I'm grateful to the various "playtesters" who have identified typos in the exercises and submitted ways to improve their pedagogy through numerous pull requests. I will continue to accept such PRs even though I do not plan to add significant additional content to the companion going forward.
Dan Abramov (Jul 15 2025 at 16:02):
Super exciting! I’m very grateful for this project — I’ve been going through exercises a few years ago but fell off because it was too tedious to do by hand (as a programmer I’m hooked on a short feedback loop). Then I learned Lean, and this project came full circle so I can redo the exercises again and hopefully finish the book.

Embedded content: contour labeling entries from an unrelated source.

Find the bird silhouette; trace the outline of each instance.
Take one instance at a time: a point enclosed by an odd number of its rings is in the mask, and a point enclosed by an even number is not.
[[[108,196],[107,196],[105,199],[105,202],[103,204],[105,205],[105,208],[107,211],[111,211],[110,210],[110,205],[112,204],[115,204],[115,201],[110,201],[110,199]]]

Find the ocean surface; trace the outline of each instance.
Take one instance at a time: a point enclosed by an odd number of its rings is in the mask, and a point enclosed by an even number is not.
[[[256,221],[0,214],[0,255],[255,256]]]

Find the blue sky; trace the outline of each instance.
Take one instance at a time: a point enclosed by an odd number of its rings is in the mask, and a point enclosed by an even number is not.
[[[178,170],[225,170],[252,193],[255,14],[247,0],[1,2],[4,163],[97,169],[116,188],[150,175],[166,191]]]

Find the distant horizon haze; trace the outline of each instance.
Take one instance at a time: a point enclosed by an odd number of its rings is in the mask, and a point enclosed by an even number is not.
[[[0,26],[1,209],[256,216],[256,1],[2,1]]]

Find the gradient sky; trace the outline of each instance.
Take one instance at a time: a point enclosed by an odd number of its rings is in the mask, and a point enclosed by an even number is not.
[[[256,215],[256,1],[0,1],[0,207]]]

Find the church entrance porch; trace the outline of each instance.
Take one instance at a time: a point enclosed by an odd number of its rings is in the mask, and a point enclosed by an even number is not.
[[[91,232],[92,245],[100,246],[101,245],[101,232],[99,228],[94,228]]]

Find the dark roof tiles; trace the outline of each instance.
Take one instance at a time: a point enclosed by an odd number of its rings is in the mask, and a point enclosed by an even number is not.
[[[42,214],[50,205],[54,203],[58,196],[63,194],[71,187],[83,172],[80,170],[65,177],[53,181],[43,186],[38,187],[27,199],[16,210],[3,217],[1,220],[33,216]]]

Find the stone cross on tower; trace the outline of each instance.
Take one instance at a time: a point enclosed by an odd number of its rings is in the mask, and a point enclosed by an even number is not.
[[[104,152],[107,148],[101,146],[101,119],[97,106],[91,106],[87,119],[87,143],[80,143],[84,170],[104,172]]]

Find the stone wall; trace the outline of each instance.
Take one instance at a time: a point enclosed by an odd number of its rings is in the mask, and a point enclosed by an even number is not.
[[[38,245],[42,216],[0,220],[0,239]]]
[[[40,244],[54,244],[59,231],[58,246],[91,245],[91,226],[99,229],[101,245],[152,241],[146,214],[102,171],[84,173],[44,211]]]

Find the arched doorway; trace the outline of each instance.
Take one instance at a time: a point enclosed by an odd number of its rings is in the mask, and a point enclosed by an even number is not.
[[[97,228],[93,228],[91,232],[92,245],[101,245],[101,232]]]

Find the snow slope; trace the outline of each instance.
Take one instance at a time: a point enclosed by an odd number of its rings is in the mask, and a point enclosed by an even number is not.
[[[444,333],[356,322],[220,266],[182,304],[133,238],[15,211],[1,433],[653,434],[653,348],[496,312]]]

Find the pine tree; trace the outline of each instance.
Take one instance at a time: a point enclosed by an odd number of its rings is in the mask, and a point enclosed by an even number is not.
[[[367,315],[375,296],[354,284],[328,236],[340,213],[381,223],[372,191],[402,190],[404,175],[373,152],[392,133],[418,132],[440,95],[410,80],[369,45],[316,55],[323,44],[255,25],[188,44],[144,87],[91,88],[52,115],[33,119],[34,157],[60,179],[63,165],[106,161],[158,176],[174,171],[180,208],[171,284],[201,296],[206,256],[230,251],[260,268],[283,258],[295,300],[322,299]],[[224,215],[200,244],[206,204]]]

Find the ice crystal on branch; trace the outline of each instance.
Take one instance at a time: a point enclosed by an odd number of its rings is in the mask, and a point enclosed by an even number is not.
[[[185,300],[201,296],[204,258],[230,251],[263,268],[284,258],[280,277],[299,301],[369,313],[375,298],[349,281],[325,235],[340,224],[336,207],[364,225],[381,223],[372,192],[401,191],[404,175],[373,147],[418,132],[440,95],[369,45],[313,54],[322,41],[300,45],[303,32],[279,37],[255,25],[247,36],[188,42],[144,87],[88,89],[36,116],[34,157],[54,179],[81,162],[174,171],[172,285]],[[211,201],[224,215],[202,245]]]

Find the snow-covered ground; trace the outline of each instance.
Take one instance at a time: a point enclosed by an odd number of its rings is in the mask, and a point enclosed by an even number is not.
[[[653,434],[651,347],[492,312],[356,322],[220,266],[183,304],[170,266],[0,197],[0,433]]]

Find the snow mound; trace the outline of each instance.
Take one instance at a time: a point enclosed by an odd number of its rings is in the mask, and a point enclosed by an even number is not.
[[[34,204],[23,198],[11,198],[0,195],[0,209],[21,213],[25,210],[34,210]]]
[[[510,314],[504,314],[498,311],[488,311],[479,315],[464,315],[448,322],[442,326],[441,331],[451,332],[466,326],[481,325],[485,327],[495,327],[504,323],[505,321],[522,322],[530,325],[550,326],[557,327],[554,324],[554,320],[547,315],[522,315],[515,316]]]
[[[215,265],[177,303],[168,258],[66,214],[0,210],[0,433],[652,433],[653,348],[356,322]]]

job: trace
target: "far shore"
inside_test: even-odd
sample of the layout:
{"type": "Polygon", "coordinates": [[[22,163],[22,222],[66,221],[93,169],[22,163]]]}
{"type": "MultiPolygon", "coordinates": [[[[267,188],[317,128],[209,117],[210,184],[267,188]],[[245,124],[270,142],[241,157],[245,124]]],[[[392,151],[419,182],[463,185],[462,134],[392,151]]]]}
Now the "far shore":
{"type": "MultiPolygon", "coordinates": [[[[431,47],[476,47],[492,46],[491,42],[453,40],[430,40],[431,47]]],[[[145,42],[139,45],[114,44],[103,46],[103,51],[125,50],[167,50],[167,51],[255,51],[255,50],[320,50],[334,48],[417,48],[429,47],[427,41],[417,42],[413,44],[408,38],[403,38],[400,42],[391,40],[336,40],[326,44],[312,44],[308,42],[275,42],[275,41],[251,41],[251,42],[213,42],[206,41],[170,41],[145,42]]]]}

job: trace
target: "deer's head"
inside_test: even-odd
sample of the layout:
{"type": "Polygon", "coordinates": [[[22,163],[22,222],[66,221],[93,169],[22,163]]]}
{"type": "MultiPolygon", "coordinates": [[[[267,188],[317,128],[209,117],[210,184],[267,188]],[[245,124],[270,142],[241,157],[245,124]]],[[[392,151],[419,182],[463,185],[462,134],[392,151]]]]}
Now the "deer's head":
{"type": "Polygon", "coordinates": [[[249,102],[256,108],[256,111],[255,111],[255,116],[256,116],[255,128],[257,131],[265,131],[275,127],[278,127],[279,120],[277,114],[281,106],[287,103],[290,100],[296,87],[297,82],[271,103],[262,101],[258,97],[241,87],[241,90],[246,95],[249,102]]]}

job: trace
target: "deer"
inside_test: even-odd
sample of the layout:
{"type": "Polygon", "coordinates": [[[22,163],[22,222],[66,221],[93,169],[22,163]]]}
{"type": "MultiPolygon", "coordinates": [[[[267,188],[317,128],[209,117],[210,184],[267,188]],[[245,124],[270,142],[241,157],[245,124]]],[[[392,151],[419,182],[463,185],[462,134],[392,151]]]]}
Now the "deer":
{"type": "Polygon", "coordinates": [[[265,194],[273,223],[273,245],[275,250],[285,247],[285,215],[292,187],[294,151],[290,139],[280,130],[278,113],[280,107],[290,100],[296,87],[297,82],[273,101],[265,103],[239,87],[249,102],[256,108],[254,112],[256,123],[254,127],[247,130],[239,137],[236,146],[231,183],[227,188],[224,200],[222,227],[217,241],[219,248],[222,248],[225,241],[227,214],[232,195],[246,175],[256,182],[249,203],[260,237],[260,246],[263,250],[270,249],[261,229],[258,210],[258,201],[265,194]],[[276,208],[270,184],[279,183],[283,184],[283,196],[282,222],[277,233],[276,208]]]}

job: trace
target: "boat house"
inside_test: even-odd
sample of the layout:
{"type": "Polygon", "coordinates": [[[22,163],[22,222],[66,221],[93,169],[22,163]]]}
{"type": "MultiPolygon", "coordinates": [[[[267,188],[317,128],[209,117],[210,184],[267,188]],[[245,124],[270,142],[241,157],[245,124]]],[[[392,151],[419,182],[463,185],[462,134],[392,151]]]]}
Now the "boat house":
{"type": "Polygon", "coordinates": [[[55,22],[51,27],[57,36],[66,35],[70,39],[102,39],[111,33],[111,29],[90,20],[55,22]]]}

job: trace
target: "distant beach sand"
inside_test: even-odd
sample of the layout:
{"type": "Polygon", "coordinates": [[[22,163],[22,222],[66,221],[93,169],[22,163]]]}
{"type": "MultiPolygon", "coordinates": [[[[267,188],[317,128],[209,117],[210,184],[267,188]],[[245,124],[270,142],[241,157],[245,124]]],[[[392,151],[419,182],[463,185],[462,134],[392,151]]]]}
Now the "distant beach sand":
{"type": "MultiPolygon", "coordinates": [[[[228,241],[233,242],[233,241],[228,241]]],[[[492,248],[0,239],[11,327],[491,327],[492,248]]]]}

With that, I was wondering — do you plan to do Analysis II?
Terence Tao (Jul 15 2025 at 16:10):
I don't have plans to formalize Analysis II currently. If in the future there is a critical mass of students who have largely gone through the Analysis I formalization and are interested in formalizing Analysis II, I might make it a collaborative formalization project (where the statements of the theorems are sorries to be filled). Also I expect by a year or so that AI autoformalization tools will advance significantly and make the process noticeably faster (I feel that I have acquired enough facility with Lean at this point that further manual formalization has diminising returns on my skill).
Li Xuanji (Jul 15 2025 at 21:41):
I'm interested in working on formalizing Analysis II :eyes:
Rado Kirov (Jul 17 2025 at 05:40):
Same, very thankful for this project! It is exactly what I needed to progress on my Lean learning after NNG and reading Mathematics in Lean and Theorem proving in Lean. It is well known that programming languages are best learned by programming, one has to make all the errors and learn in conversation with the compiler. I toyed with the idea of just taking some undergraduate textbook and formalizing all results and exercises, but couldn't even get started because I never knew how much is already in mathlib, what to reuse and what to define from scratch. The book is also perfect so far because is does start with axiomatic foundations for natural numbers and sets, so I am not overwhelmed by mathlib right from the get go.